When it affirms this oath as law it will cease being Israel and become the Jewish Republic, as Gideon Levy writes.  And let us be very clear, they are not the same thing.  Jewish citizens should no longer be called Israelis, but rather Judeans.  At that point, Judea or whatever you want to call it might just as well have a king as a Knesset.  Let’s call him Yvette I, shall we?  Let’s rebuild the Temple and install Moshe Feiglin as High Priest.  King Yvette can reign from Jerusalem and have his winter palace at Nokdim (the settlement he calls home), just as Herod built his at the fateful Masada.

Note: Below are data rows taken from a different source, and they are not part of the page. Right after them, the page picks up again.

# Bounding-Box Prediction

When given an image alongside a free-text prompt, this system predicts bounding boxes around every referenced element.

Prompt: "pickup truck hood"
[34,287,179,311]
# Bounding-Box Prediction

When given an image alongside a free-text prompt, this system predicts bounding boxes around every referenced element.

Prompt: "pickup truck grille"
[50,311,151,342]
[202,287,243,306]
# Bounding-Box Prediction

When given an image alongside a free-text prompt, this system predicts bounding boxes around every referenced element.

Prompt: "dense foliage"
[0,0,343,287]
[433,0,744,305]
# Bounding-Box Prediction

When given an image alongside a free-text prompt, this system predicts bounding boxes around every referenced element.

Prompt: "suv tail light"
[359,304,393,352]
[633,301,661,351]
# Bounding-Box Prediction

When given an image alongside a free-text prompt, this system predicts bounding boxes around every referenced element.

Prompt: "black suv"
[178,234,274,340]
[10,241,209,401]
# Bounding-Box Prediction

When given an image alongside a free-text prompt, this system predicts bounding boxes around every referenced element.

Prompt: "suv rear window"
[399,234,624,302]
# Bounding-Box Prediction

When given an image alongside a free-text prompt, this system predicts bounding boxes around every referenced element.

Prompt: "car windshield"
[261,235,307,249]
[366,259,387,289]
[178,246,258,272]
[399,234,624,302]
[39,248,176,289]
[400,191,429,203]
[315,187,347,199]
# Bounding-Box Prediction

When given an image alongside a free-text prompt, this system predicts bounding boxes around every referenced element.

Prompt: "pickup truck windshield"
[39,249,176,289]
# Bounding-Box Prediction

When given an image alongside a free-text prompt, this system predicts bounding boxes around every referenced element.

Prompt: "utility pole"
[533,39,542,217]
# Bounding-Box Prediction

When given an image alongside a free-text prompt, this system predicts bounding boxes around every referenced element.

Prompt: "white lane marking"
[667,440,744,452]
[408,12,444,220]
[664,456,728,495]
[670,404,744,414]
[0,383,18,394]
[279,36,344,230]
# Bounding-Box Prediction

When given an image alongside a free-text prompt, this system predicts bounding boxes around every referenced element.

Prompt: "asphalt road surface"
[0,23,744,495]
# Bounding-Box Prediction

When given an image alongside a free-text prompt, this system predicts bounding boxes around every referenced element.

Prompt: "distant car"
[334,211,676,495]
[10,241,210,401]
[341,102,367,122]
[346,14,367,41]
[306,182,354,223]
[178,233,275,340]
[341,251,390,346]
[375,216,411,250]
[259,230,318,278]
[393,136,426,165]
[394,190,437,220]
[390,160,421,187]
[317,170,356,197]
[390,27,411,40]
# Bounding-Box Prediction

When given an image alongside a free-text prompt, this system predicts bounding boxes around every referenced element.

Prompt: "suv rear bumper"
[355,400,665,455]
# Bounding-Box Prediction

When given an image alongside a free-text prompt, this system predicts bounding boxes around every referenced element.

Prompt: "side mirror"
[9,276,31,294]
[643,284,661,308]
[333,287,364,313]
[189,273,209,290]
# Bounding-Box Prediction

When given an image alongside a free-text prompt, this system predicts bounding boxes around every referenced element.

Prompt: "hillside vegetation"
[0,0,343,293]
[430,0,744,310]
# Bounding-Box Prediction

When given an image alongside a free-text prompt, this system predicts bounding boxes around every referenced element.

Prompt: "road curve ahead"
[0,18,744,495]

It’s at this point I seek to join the party of Rabbi Yochanan Ben Zakkai, who, according to a legend some claim to be apocryphal, could see the handwriting on the wall during the Roman siege against Jerusalem.  He escaped the city in a coffin during a period of plague, negotiated with the Roman general conducting the siege, who allowed him to flee to a little town called Yavneh.  There he established a rabbinic academy that sought to come to terms with the trauma of the destruction of the Second Temple, and hence laid the groundwork for the survival of the Jewish people as they scattered to the Diaspora.

In other words, Lieberman and even Bibi are sowing the seeds of Israel’s destruction.  It’s really plain and simple (but also horrible).  If you are prepared for this to happen you will stand and watch.  If not, you will do something to object, to resist.

We should remind Israeli and Diaspora Jewish leaders that the specter of BDS hovers over ever such Israeli act and strengthens the movement.  This reinforces the notion that Israel is its own worst enemy, and that all its opponents need to do is sit back and watch as Israel virtually destroys any credibility or sympathy it may retain on the world stage.  Indeed, such laws perfectly illustrate the Midrash which states that the Holy Temple was destroyed due to the sinat hinam (senseless hatred) of two brothers for each other.  Today, we’re looking at an Israel which destroys itself inch by inch while the rest of us (or at least some of us) look on in horror and disbelief.

To conclude, let us all say no to a state that defines itself solely in religious terms; to a state that affirms that Judaism is its dominant religion; to a state that subordinates democracy to religion; to a state that is Jewish to the exclusion of all else and all others.  Ours is a vision of an Israel that affirms and values the religions of all its citizens; that offers equal rights to all citizens; that embraces all ethnicities while derogating none (including Judaism, lest dyed-in-the-wool Zionists claim that this means the death of Israel or Zionism).